ЖИТЬ ПОЗИТИВНО

ЖИТЬ ПОЗИТИВНО

Думаю, мало найдется людей, пребывающих в состоянии такой же, как и я, неустроенности, если, конечно, не считать самоубийц, участи которых мне вряд ли удастся избежать.

Р. Музиль

Даже в наше трагическое тоталитарно-апокалиптическое время мне посчастливилось встречать творцов, принципиально непродающихся. Они предпочли смерть, нищету, страдания успеху.

* Конец столетия (франц.).

Нет большего осквернения духа, нежели торговля божьим даром. Проституция благородна по сравнению с этим. Когда же продаются национальные дарования, к тому же маскируясь искренностью, оправдания этому нет. Это самое тяжелое преступление перед нацией…
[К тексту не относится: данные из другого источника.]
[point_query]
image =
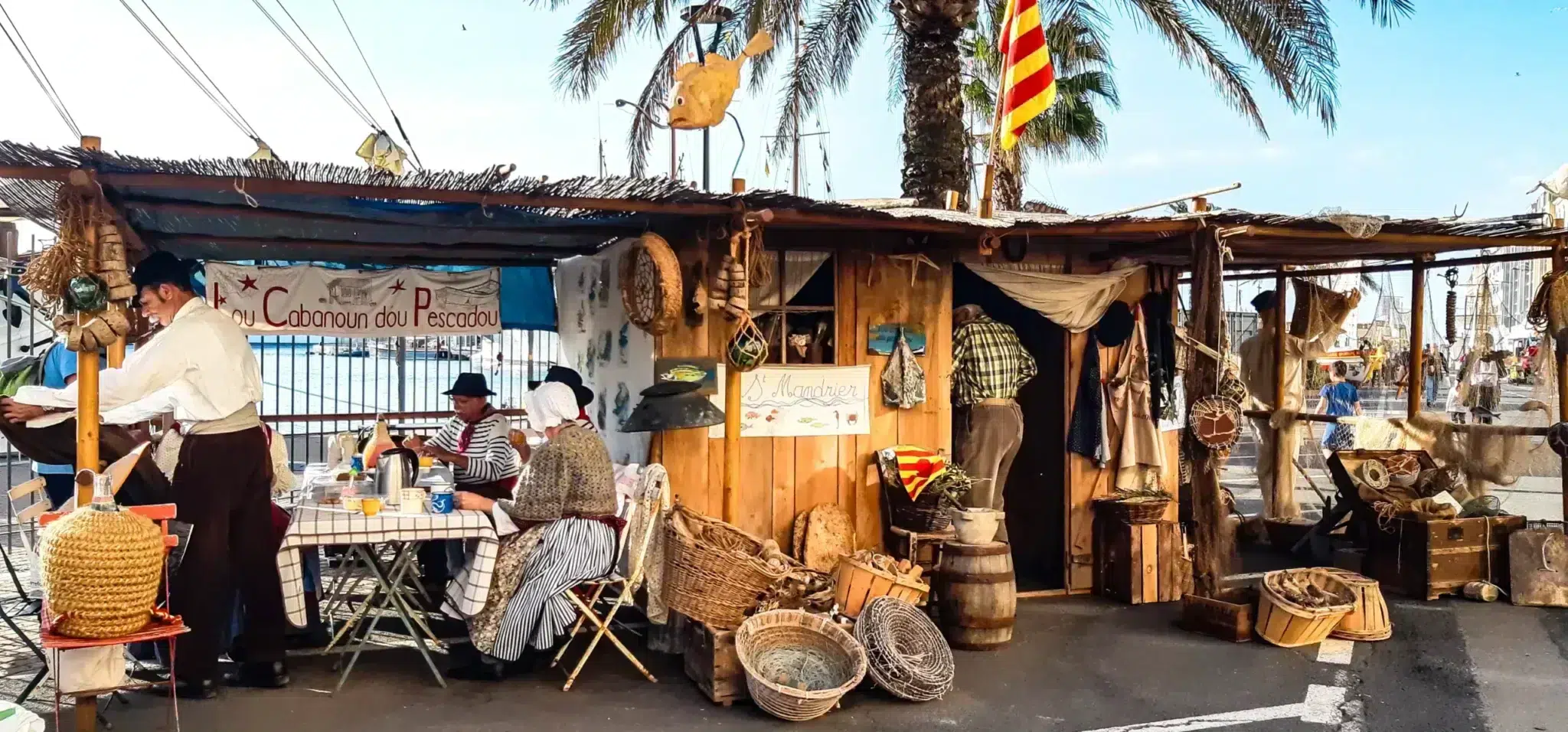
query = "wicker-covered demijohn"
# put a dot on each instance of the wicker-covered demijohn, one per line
(905, 652)
(715, 573)
(101, 573)
(799, 665)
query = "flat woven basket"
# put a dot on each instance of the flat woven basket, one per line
(651, 284)
(799, 665)
(715, 573)
(905, 652)
(101, 573)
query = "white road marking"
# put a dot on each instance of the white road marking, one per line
(1336, 651)
(1321, 706)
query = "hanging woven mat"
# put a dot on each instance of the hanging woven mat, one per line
(905, 652)
(651, 284)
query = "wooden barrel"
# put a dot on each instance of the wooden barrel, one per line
(977, 597)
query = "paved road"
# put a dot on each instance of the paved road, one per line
(1076, 667)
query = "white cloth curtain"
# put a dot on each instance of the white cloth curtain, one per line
(1073, 302)
(799, 267)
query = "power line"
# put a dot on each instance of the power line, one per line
(37, 70)
(214, 93)
(396, 121)
(360, 112)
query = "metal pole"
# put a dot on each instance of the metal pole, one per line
(1418, 298)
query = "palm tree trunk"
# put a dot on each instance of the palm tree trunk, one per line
(935, 139)
(1010, 179)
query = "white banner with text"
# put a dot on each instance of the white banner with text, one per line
(356, 305)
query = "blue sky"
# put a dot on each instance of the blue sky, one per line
(1459, 104)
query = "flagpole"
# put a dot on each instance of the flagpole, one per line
(988, 181)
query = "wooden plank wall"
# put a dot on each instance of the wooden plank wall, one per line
(786, 475)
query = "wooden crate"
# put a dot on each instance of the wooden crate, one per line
(1439, 557)
(1140, 561)
(712, 663)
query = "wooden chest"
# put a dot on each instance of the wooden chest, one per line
(1140, 561)
(1439, 557)
(712, 663)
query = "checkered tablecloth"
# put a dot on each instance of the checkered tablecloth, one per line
(320, 525)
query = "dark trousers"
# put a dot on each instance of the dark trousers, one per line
(58, 488)
(57, 446)
(223, 488)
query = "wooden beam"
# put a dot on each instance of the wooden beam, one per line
(1418, 300)
(1283, 477)
(275, 248)
(1443, 240)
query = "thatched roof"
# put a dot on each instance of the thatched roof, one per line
(243, 209)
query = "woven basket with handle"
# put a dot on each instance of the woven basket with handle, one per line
(715, 573)
(799, 665)
(101, 573)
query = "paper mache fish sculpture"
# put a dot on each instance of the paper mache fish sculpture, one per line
(703, 91)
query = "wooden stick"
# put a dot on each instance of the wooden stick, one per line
(1283, 479)
(88, 372)
(988, 181)
(1418, 300)
(733, 394)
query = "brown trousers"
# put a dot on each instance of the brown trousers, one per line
(223, 488)
(57, 446)
(988, 441)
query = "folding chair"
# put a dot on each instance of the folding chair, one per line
(652, 486)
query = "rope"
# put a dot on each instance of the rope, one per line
(396, 121)
(360, 110)
(233, 112)
(37, 71)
Творчество плохо кормило Музиля, как почти всегда случается с неангажированными художниками. И как художник, который не продается, он отказался от карьеры, чтобы даже ею не связывать себя. Надо его знать, чтобы оценить, легко ли ему далось это. И тем не менее… Всё больше углубляясь в Человека без свойств, он забыл свои собственные свойства, всё реже отвлекаясь заботами о хлебе насущном.

Но ведь презрение к славе парадоксальным (а на самом деле вполне естественным) образом уживалось в нем с честолюбием и удивлением по поводу громкого успеха менее значительных, но более признанных собратьев по перу, точно так же, как сомнение в собственном таланте — с ощущением равенства со звездами первой величины. Его всегда волновали подводные течения, ведущие к публичному успеху, он даже намеревался исследовать секреты восхождения одних и отвержения других. Это извечная тема: как самые талантливые становятся изгоями, а пройдохи, владеющие локтями куда лучше, чем кистью или пером, решают-рушат их судьбы.

Зависть к другим писателям! Ты всеми покинут, твое оружие в обломках, ты слышишь приветственные клики и музыку, сопровождающие триумфальную колесницу любимца фортуны, — разве это не трагическая ситуация?

Мне не суждено стать писателем в Австрии… Ни одна из австрийских земель не притязает на меня.

А почему, собственно, не притязает? Потому что они слишком провинциальны, чтобы знать обо мне, и нет никакого сородича, который бы подсказал и помог. Но разве не отказались меня принять также и в Немецкую Академию искусств? Когда, как я слышал, незначительное меньшинство предложило мою кандидатуру, большинство отклонило ее с поистине космическим обоснованием: что для подлинного художника я-де слишком интеллектуален.

Есть, видимо, что-то такое во мне и в моей жизни, что оказывает здесь влияние. "Человек, застегнутый на все пуговицы…"! Но можно ли сотрудничать с этими людьми?!

И в то же время тех, кто проявляет ко мне дружелюбие, я мерю вовсе не такой строгой меркой, как чужаков! Тут меня отличает непоследовательность, в которой надо еще разобраться.

И все-таки я питаю совершенно наивное убеждение, что поэт представляет собой высшую цель человечества; причем ко всему к этому я еще и хотел бы быть великим поэтом! Какое тщательно от самого себя запрятанное себялюбие!

Я столь же известен, сколь и неизвестен; но в результате получается не "наполовину известен", а какая-то странная смесь.

Он трудно писал и чем дальше — тем труднее. Его требовательность к себе нарастала вместе с мастерством, его задачи были непомерны, а силы слабы. Он мало публиковал. Как и Джойса, его терзали сомнения в правильности выбранного пути, как и Джойс, он не сошел с него…

Как и все скептики, Музиль не шел на поводу у слащавости и благостности, когда речь заходила о человеке. В то время, когда в прекраснодушной наивности Франк и Верфель твердили: "Человек добр!" — он писал: человек — это нечто бесформенное, безмерно пластичное, на всё способное. И, похоже, станет еще хуже…

Эмигрировав, Музиль в полную меру испытал всё то, о чем писал в Человеке без свойств. К острой нужде присоединилось мучительное отчаяние полного духовного одиночества и невозможности реализации замыслов. Новые планы разбивались об острые утесы открытых им же жизненных реалий.